[Date Prev][Date Next][Thread Prev][Thread Next][Date Index][Thread Index]
Re: [Qemu-devel] [PATCH v2 1/1] qemu-char: socket backend: disconnect on
From: |
Markus Armbruster |
Subject: |
Re: [Qemu-devel] [PATCH v2 1/1] qemu-char: socket backend: disconnect on write error |
Date: |
Fri, 24 Feb 2017 14:42:24 +0100 |
User-agent: |
Gnus/5.13 (Gnus v5.13) Emacs/25.1 (gnu/linux) |
Marc-André Lureau <address@hidden> writes:
> Hi
>
> On Thu, Feb 2, 2017 at 5:20 PM Denis V. Lunev <address@hidden> wrote:
>
>> From: Anton Nefedov <address@hidden>
>>
>> Socket backend read handler should normally perform a disconnect, however
>> the read handler may not get a chance to run if the frontend is not ready
>> (qemu_chr_be_can_write() == 0).
>>
>> This means that in virtio-serial frontend case if
>> - the host has disconnected (giving EPIPE on socket write)
>> - and the guest has disconnected (-> frontend not ready -> backend
>> will not read)
>> - and there is still data (frontend->backend) to flush (has to be a really
>> tricky timing but nevertheless, we have observed the case in production)
>>
>> This results in virtio-serial trying to flush this data continiously
>> forming
>> a busy loop.
>>
>> Solution: react on write error in the socket write handler.
>> errno is not reliable after qio_channel_writev_full(), so we may not get
>> the exact EPIPE, so disconnect on any error but QIO_CHANNEL_ERR_BLOCK which
>> io_channel_send_full() converts to errno EAGAIN.

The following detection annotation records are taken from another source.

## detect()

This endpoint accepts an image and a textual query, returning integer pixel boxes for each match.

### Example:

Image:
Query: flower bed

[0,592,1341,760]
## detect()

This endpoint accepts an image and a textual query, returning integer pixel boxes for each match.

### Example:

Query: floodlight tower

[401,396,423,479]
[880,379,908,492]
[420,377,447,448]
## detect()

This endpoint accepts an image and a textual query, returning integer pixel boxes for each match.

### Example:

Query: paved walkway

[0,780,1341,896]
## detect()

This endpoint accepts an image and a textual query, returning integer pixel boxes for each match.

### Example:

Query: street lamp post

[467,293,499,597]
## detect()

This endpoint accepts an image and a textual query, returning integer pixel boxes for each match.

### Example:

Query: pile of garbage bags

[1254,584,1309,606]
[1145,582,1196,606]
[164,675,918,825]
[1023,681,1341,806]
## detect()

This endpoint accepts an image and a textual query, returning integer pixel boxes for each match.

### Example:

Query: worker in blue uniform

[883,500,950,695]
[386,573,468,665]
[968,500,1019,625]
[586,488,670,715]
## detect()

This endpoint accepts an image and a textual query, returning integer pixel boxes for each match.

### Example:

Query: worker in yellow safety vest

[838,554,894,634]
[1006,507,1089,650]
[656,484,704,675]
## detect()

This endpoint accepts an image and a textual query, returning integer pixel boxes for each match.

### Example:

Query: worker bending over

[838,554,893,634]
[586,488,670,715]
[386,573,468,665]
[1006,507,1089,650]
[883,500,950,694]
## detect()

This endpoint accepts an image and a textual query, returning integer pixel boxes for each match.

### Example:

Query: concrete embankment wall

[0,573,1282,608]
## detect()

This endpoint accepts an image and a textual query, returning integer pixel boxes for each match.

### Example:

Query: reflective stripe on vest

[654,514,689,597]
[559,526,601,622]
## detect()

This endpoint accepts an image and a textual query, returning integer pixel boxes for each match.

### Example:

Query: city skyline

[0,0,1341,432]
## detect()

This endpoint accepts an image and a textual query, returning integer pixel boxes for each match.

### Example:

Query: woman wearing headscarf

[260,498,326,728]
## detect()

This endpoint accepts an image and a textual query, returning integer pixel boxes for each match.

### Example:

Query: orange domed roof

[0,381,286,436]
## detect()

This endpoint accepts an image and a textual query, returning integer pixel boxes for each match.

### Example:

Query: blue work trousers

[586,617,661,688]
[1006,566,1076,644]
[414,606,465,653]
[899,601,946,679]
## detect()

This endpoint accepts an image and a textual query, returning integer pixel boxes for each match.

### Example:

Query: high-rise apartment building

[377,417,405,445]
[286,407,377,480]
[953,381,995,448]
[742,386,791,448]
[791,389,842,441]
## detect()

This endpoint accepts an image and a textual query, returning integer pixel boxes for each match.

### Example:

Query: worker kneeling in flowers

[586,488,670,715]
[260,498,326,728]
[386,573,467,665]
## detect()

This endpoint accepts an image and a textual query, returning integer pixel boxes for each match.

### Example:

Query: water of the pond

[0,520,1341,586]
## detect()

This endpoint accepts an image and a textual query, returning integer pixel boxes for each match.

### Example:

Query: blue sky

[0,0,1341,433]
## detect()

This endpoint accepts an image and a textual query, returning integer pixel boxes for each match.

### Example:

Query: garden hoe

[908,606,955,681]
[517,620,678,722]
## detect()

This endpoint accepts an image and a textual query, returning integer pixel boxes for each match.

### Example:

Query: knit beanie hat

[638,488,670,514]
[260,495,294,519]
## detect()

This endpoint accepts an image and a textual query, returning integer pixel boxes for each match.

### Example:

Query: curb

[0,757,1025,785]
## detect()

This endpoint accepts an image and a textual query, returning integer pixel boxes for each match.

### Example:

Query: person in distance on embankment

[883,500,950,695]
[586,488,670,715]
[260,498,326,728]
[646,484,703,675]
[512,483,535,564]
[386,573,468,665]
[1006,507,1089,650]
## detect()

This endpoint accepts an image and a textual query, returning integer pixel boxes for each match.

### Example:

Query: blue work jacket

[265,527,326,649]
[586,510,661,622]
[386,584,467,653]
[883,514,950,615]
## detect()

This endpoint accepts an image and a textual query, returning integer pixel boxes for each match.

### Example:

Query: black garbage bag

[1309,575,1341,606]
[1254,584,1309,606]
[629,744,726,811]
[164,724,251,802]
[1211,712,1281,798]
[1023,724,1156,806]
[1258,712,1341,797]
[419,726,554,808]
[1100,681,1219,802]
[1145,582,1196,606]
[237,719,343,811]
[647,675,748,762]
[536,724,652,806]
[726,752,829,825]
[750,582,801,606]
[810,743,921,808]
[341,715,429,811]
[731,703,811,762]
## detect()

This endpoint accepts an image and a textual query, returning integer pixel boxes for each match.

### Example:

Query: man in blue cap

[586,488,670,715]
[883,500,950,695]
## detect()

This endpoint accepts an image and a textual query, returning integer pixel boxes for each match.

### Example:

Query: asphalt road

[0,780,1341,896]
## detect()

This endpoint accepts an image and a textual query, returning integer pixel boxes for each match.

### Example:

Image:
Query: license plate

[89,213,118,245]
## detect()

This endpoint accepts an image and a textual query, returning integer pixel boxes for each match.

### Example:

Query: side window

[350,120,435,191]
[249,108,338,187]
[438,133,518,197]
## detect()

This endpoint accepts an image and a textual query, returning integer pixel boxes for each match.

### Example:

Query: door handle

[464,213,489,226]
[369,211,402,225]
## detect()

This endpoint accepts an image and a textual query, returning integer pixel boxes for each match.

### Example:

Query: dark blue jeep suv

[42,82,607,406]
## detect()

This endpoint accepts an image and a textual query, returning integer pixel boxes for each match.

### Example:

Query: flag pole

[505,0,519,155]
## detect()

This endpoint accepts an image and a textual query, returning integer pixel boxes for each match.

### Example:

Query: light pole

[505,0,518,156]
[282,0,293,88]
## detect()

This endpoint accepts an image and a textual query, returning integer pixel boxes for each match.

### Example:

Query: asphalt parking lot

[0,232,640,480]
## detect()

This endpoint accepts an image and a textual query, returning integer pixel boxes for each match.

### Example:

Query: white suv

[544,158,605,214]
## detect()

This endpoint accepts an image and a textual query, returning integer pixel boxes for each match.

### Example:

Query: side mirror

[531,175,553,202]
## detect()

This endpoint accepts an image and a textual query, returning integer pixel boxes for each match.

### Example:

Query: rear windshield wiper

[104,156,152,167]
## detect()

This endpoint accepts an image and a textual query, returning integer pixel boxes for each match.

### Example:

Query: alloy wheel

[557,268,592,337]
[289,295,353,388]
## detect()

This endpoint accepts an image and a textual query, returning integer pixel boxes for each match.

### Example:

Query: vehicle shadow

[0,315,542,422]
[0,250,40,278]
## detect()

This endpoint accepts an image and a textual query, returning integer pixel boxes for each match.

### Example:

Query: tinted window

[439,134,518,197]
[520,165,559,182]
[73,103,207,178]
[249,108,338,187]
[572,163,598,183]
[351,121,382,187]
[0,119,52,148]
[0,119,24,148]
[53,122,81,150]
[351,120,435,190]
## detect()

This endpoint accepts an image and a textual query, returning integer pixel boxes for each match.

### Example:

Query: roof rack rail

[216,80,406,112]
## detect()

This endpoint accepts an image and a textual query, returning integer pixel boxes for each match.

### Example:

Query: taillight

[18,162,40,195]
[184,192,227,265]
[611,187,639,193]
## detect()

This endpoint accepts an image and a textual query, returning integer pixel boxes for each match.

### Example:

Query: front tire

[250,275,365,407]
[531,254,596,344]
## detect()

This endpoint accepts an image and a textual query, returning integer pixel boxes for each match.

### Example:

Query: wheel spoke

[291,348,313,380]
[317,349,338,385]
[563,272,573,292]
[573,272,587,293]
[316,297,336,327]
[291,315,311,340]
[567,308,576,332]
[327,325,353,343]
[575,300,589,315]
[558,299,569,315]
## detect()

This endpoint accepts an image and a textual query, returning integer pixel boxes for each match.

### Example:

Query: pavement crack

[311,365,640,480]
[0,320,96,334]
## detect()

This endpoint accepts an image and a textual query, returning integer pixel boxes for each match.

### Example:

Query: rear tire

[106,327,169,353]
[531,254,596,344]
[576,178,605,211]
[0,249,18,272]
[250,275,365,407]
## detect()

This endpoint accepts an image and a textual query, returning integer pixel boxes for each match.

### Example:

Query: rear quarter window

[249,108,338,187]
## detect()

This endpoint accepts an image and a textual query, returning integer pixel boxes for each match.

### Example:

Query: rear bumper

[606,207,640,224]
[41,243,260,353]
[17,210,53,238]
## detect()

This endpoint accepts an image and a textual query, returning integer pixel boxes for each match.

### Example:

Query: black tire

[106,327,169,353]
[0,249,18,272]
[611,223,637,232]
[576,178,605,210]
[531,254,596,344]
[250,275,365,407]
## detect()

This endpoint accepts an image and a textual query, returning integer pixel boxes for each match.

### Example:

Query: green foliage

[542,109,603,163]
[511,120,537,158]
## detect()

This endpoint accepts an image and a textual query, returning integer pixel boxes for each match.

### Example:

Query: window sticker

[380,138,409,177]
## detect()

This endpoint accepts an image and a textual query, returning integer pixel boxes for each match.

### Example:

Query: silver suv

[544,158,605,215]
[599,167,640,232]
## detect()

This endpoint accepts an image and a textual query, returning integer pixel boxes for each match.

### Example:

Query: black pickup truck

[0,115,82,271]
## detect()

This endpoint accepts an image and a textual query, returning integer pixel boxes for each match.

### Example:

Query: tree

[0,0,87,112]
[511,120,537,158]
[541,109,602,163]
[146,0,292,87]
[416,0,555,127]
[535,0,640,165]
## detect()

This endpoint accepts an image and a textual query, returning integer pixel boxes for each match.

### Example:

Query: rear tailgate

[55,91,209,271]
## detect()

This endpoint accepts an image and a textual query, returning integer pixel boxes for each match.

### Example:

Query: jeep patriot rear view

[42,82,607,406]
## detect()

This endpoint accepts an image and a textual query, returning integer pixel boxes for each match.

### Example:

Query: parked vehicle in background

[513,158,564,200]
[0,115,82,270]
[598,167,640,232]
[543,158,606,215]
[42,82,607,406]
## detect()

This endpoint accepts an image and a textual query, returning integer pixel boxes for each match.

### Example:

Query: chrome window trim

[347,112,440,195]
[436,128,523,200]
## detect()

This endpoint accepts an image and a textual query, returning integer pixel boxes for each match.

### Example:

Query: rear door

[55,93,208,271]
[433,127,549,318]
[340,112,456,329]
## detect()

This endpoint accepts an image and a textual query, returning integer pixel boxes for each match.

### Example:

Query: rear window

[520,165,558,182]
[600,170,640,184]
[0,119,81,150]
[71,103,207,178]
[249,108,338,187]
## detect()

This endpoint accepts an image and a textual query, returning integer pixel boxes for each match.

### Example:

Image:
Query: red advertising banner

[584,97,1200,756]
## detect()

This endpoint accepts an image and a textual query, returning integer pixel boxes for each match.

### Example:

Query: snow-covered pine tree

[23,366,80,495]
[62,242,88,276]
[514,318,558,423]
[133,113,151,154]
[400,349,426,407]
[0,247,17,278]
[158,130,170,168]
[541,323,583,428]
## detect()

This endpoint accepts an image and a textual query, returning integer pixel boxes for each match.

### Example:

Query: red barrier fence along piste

>> We must not disconnect right away though, there still may be data to read
>> (see 4bf1cb0).
>>
>> Signed-off-by: Anton Nefedov <address@hidden>
>> Signed-off-by: Denis V. Lunev <address@hidden>
>> CC: Paolo Bonzini <address@hidden>
>> CC: Daniel P. Berrange <address@hidden>
>> CC: Marc-André Lureau <address@hidden>
>> ---
>> Changes from v1:
>> - we do not rely on EPIPE anynore. Socket should be closed on all errors
>> except EAGAIN
>>
>> chardev/char-socket.c | 10 ++++++++++
>> 1 file changed, 10 insertions(+)
>>
>> diff --git a/chardev/char-socket.c b/chardev/char-socket.c
>> index 4068dc5..e2137aa 100644
>> --- a/chardev/char-socket.c
>> +++ b/chardev/char-socket.c
>> @@ -97,6 +97,9 @@ static gboolean tcp_chr_accept(QIOChannel *chan,
>> GIOCondition cond,
>> void *opaque);
>>
>> +static int tcp_chr_read_poll(void *opaque);
>> +static void tcp_chr_disconnect(CharDriverState *chr);
>> +
>> /* Called with chr_write_lock held. */
>> static int tcp_chr_write(Chardev *chr, const uint8_t *buf, int len)
>> {
>> @@ -114,6 +117,13 @@ static int tcp_chr_write(Chardev *chr, const uint8_t
>> *buf, int len)
>> s->write_msgfds_num = 0;
>> }
>>
>> + if (ret < 0 && errno != EAGAIN) {
>> + if (tcp_chr_read_poll(chr) <= 0) {
>> + tcp_chr_disconnect(chr);
>> + return len;
>>
>
> This change breaks a number of assumption in vhost-user code. Until now, a
> vhost-user function assumed that dev->vhost_ops would remain as long as the
> function is running, so it may call vhost_ops callbacks several time, which
> may eventually fail to do io, but no crash would occur. The disconnection
> would be handled later with the HUP handler. Now, vhost_ops may be cleared
> during a write (chr_disconnect -> CHR_EVENT_CLOSED in
> net_vhost_user_event). This can be randomly reproduced with vhost-user-test
> -p /x86_64/vhost-user/flags-mismatch/subprocess (broken pipe, qemu crashes)
It hangs for me with annoying frequency. I'm glad you found the culprit!
> I am trying to fix this, but it isn't simple (races, many code paths etc),
> so I just wanted to inform you about it.
Can we revert this patch until we have a fix?